Les hybrides rechargeables dans le viseur de l'ONG Transport & Environment

Si l'ONG Transport & Environment a dans le viseur le parc automobile des entreprises, c'est parce que celui-ci représente plus de la moitié des ventes de véhicules neufs en 2021.

Les professionnels misent sur les véhicules hybrides rechargeables (VHR) pour profiter des avantages fiscaux.

Ce que l'organisme remet en cause, c'est le problème d'usage qui favorise la flambée des consommations.

Pour que ce type de motorisation soit économe en carburant fossile, il faut utiliser le plus possible le moteur électrique. Ce qui n'est pas souvent le cas lorsque le salarié dispose d'un VHR et d'une carte essence.

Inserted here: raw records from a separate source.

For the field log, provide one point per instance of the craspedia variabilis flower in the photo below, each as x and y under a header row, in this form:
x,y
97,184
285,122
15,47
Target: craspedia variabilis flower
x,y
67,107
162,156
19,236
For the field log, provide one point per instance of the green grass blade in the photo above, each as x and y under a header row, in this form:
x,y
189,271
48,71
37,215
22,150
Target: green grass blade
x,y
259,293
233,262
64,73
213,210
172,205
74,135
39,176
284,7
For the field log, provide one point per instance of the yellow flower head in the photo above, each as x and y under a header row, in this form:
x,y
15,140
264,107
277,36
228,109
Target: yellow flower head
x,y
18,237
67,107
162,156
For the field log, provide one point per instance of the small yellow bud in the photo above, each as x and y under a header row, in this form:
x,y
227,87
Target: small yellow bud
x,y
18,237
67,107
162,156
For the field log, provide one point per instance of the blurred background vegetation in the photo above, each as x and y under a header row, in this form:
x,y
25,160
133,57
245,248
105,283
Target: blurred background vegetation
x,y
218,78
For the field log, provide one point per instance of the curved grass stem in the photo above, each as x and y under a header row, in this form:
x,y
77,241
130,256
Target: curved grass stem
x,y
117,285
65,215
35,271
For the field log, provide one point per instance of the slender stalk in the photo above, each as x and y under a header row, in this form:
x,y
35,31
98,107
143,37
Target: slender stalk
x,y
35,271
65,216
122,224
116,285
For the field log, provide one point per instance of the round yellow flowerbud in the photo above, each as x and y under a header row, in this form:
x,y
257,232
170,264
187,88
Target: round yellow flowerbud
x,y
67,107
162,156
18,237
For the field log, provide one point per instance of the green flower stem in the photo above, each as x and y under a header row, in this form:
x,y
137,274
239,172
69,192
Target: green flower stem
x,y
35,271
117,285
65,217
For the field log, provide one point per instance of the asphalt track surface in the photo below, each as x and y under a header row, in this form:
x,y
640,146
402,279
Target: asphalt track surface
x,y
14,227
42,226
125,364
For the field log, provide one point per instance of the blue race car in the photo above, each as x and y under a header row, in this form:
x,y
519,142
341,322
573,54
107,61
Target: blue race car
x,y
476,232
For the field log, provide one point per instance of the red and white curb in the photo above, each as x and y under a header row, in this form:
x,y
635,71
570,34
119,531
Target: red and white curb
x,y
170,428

Dans ce cas, le modèle hybride pollue bien plus qu'annoncé par les constructeurs et même son bilan carbone serait plus élevé que celui d'un véhicule à carburant fossile.

A noter que des offres d'assurance auto spécifiques existent pour les voitures de société.

Privilégier les voitures 100 % électriques

Si le bénéfice environnemental est quasiment inexistant pour le VHR, l'ONG encourage les entreprises à se tourner vers les véhicules 100 % électriques. Elle propose ainsi un certain nombre de solutions, dont des incitations fiscales plus attractives.

En appliquant progressivement la Taxe sur les Véhicules de Société (TVS) à tous les véhicules thermiques, il est possible de commercialiser environ 400 000 voitures à zéro émission en plus d'ici à 2030.

L'organisme recommande la création d'un malus au poids pour les VHR (sans le poids de la batterie) et la suppression de l'exonération de taxes.

Ces mesures devraient favoriser l'arrivée d'un million de véhicules 100 % électriques dans le parc automobile des entreprises d'ici 2030. Encore faudrait-il trouver des solutions à certains obstacles comme le manque d'infrastructure de recharge.